VIDEO: Project Lead the Way benefits students
The Corbin Independent School System is leading the way through a specialized curriculum that helps prepare students for careers in engineering – a field where experts say the nation’s education system has failed to produce enough promising talent.
During the monthly membership luncheon of the Corbin Chamber of Commerce Tuesday, Darrell Horn, an instructor at the Corbin Area Technology Center, discussed Project Lead the Way; a nationwide program that now has participating schools in all 50 states. The Center offers curriculum to its students through
Project Lead the Way as does nearby Corbin High School and Corbin Middle School. The high school is one of only five in Kentucky offering the program.
Locally, Project Lead the Way courses have been offered for three years, but they began in 12 New York state high schools in 1997. Today, 3,000 schools nationwide offer the program.
During a video presentation to Chamber members, Project Lead the Way officials noted that America’s schools only produce about 84,000 engineers a year compared to China with about 300,000. Horn said this is not nearly enough to satisfy the need in the field.
He said the program challenges students in several different ways: through team projects, relevant and practical mathematical exercises, realistic problem solving, and other methods.
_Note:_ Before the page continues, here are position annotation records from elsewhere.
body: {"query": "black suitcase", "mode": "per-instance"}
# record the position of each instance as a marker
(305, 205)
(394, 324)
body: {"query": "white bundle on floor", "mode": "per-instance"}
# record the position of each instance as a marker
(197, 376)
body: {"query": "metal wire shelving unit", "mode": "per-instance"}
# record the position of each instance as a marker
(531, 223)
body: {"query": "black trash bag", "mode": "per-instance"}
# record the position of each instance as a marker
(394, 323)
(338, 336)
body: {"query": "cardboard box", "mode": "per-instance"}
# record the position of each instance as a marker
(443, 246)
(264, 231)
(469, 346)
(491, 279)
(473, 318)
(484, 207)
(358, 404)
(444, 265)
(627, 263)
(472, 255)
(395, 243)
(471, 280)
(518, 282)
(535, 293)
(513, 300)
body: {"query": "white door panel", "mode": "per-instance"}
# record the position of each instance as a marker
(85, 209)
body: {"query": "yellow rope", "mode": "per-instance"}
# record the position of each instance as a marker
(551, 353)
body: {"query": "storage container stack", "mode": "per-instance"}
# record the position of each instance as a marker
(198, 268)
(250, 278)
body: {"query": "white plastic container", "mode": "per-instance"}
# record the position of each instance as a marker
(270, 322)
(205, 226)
“One of the things I emphasize in my classroom is that it doesn’t matter how crazy an idea may seem. It is not wrong,” Horn said. “I just don’t give my students an assignment and tell them what to do. I don’t want them to just regurgitate to me an answer. I want them to add to it.”
Horn noted that students can earn college credit with many participating universities through the program, and some have even made money-selling patents to companies who want to produce innovative technological solutions. He gave the example of a New York student that sold a patent for technology that allowed a car to be started simply by dialing a number into a cell phone. She made over $1 million.
Horn said Corbin area schools are currently offering four curriculum areas in Project Lead the Way, starting from eighth grade on through high school. Students have the opportunity to use current technology and are taught by teachers who have gone through a rigorous training program so that local Lead the Way courses at Corbin High and the Technology Center are certified.
Horn was accompanied by Corbin teacher Roy Taylor who talked about some of the projects he worked on with his students.
Both Taylor and Horn are engineers by training who have opted to go into the education field. Horn noted that many people with engineering degrees branch out into other areas.